In 2010, the Iranian government banned director Jafar Panahi from writing scripts or making films for 20 years. In the five years since, he has become even more prolific as a filmmaker, and has become arguably the most famous Muslim director in the West. And like the previous two films he’s illicitly produced and smuggled out in defiance of the ban, his latest, Taxi, takes as its subject the director’s plight and the repressive conditions under which he and his fellow Iranians endure. Probably not what the Iranian Ministry of Culture and Islamic Guidance had in mind when it sought to punish him for noting Iran’s problems in the first place.

But Panahi’s work since the ban extends far past pure polemic. This Is Not a Film plumbed the depths of his existential hurt at being denied his life’s work, as he tried to shoot a version of his most recent script alone in his apartment with an iPhone while under house arrest. Closed Curtain explored the paranoia inherent to life in a security state. For Taxi, he takes his cameras into the street to sketch a sly, blackly comic meta-portrait of life under the heel of the government.

The winking conceit here is that Panahi, a middle-aged, bespectacled artist with an avuncular air, has been reduced to driving a cab through the streets of Tehran. His first fare, a thick-necked young bro, notices the small lens on the dash right away. (Panahi uses a variety of consumer cameras to avoid detection by the authorities while filming.) Within a few blocks, the bro and another fare, a dainty woman wearing a hijab, engage in an argument over how car thieves should be dealt with. He advocates hanging. She counters that the “pressure” of poverty often drives people to steal. It almost seems too pat—a neatly polarized discussion of social issues from two members of the nonprofessional cast before even five minutes of screen time has elapsed. But as Panahi’s tour of Tehran continues, his discursive journey picks up momentum.

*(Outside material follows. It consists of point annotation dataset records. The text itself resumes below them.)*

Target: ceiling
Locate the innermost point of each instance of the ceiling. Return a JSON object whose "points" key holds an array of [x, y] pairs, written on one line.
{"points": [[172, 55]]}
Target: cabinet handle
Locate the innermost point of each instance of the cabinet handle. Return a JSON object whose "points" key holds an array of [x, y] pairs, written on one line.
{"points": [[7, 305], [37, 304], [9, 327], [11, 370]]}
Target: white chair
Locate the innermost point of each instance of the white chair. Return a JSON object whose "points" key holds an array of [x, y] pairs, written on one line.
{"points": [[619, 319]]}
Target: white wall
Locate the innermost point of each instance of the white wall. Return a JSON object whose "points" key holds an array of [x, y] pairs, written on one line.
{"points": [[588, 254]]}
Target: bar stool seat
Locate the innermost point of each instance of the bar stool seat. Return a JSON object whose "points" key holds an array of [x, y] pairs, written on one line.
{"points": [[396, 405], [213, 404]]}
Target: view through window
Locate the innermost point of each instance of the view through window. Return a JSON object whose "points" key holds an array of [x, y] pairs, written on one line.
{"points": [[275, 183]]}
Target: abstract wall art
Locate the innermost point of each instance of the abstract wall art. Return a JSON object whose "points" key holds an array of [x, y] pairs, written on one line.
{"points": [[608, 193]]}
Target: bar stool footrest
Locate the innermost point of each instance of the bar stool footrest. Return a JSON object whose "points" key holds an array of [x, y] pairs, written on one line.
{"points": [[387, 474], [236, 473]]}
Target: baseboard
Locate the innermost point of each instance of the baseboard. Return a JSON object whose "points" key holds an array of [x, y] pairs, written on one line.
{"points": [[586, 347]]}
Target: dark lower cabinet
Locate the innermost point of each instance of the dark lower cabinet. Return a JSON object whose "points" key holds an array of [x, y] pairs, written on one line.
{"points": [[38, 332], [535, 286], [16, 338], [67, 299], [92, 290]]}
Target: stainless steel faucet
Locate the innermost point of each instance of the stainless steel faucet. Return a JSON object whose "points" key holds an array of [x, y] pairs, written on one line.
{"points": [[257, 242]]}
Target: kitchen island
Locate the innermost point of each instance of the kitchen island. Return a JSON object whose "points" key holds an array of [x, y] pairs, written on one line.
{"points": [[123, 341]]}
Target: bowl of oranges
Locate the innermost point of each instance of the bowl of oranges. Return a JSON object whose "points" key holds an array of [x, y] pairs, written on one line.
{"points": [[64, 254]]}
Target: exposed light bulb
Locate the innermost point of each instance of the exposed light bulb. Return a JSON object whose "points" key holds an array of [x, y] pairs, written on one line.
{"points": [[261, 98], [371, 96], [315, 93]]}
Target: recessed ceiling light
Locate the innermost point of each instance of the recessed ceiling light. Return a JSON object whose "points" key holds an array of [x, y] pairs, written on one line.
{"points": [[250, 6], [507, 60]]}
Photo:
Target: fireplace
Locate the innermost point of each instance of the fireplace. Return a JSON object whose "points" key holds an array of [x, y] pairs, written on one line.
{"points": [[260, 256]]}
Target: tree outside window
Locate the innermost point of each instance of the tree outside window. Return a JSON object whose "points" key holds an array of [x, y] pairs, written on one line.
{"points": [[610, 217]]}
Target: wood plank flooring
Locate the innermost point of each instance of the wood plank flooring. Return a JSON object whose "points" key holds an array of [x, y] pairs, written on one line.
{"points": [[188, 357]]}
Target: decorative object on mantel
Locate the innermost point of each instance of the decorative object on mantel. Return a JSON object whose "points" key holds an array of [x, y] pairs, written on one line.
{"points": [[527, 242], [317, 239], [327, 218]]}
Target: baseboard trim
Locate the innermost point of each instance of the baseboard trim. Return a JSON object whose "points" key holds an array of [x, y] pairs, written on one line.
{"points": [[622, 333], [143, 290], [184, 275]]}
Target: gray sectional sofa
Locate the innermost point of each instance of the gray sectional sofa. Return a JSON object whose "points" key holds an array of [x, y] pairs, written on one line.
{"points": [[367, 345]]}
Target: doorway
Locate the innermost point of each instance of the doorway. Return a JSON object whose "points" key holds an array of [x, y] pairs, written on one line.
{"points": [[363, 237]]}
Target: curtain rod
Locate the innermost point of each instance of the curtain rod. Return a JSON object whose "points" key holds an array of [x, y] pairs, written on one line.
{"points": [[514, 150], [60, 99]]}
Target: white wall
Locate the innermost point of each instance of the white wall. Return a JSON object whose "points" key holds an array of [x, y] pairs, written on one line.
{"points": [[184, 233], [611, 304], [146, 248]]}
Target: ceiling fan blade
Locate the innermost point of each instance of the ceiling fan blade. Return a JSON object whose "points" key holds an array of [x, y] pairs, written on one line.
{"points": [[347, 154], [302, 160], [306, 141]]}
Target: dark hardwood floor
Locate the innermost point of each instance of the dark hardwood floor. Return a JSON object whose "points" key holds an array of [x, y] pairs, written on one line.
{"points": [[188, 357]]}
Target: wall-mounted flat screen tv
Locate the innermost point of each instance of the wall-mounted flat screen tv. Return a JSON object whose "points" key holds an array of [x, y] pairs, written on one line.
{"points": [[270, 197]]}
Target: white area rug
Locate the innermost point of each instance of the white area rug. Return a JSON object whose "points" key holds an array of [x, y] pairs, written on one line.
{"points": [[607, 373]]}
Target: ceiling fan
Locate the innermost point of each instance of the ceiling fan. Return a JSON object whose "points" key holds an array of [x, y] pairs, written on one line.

His next fare turns out to be a fan, a sweaty former video clerk who briefly enlists the director in his new business—peddling bootleg Western movies, illicit goods despite the fact that the dealer can offer the latest season of The Walking Dead or “get you dailies of what’s shooting now.” A few stops later, he picks up his young niece from school, and she soon pulls out her own small camera and starts shooting him. She’s taking a filmmaking class at school and is interested in making something “distributable” by the standards of the Iranian government. The list of qualities that make a film officially acceptable for public consumption, as she recites them out of her notebook, sound like a recipe for cinematic insufferability. Above all, she was told by her teacher, “avoid sordid realism.”

As Panahi’s cab makes its turns and stops, he captures plenty of realism, sordid and otherwise. A brief meeting with an old neighbor brings film into the frame again—another crime, this time a robbery and beating, captured on security cam. But the neighbor doesn’t want to press charges. He knows the man and woman who robbed him, and they need the money. Again, with so many laws, and so much pressure, almost anyone can be a criminal. Soon, the niece has her own moment of revelation at another stop when she films a luxe wedding party and catches a young can-collector picking up a fat bill dropped by a member of the wedding. She urges him to give it back, even though it is nothing to them and everything to him, shooting all the way.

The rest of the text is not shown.